I have tried to search for a solution but I'm not quite sure how to formulate my search query to get the right response so I'm asking a question now instead. Hopefully someone can either answer or point me in the right direction (article or useful search terms =)
I have some experience in web development (PHP, ASP, etc.) and I've been using MySQL for quite some time for databases with primitive information.
Now I'm working on a game (AstroFighter.net) and I plan to record a high level of details for players, such as time played, use of weapons (broken down to each weapon), kills, deaths, kill by weapon type, powerups collected... well, you get the point =)
I feel it is important that I design the database properly and the most stressing decision at the moment (I think) is that I need to figure out how to treat when a game server uploads the match results. The server will post a form to the PHP page that will extract all relevant players and game statistical figures and insert it into the database.
I will also have clients posting selected match data to the web server to validate the match result reported by the game server and to increase the trustworthyness of the data in a step towards preventing cheating.
Since clients will assist to validate the data I need to store the entire match result for some time... and now finally to my question. I have three scenarios in mind:
I keep a simple match table with fields that identify the match that took place (e.g. timestamp, host IP, session key etc.)
I then create a statistical database with very few fields, e.g. "id", "match_id", "player_id", "stat_id", "count".
The match_id refers to the match that took place. The player_id refers to the player a particular entry belongs to. The stat_id refers to what type of statistics it is (e.g. deaths, kills, laser shots fired, laser shots hit, etc.) and the counter contains the actual number.
This would mean, that if I collect stats from 32 players, and I look at about 300 statistics for each player - it would be 9600 rows added to the table for every match... that sound like a lot? Here is where my inexperience comes in. Is that an OK number of records with it being such a light weight table - only integers with foreign keys to ids.
I can calculate the size fairly easy (I think) but not necessarily what the impact would be to perform so many cross references to match_id, player_id, stat_id for each record when I want to transfer the stats to each player in the end.
Just one single match table containing varchar(255) fields for each statistic. This would be a nightmare to maintain because I have to create a database field for each type of statistic (about 300).
The idea would be to store a serialized array in the field for statistics, e.g.: kills: 12;43;12;55;12;5... where I also record which played ID the index of the array belongs to.
This would create only one table, but it would be lots of table entries and lots of unused varchar(255) fields.
I don't like this idea to be honst... tell me it is terrible please =)

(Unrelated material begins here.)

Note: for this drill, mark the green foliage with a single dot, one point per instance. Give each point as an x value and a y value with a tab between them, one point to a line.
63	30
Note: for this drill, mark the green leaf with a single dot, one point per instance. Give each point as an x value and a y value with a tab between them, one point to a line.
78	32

Is there "proper" way to treat statistical information such as this that I am totally missing? =)
I hope the above makes sense - and sorry for the lengthy post. It's difficult to explain without a fair amount of text.
Your 1st design is a variation of EAV (entity-attribute-value). Though it seems like a generalization, it's really putting unrelated numbers together in a table. Also, the volume of records you're expecting makes it an inefficient design. I strongly recommend AGAINST this design.
Your 2nd design has good and bad aspects. The good part is that the distinct measurements of matches will have their own fields, so you can easily query and aggregate over them. I know you don't want to define 300 fields, but this is what SQL databases are optimized for.
The bad part is the varchar(255), and your serialized array. There's no reason for a varchar, the value of a statistic is in its numerical value. If you're going to distinguish the fields, make them integers or longs where you can (i.e. wherever you have fixed precision), singles or doubles where you have to.
However, rather than one table, I would look for related statistics, and try to make a moderate number of tables with a few fields each. For example, laser shots fired, laser shots hit, laser kills, are all related. Death by various means might be another table, and so on.
The serialized array should be properly stored as a link table, i.e. one with two columns, killer and victim, which is also the primary key.
Ideally, you should profile various designs under actual use conditions, ask it to explain queries, etc, in order to determine where to index and optimize. In MySQL, try the different storage engines. MyISAM is pretty efficient at insertions and table scans, you could use it as an input engine, and process it are regular intervals to maintain an InnoDB table for querying purposes. This could mean submissions may not reflect immediately, but do you really need them to?
For efficiency, you may need to duplicate some information, e.g. you may need to store totals in addition to events. If so, use transactions and test it properly under actual use conditions.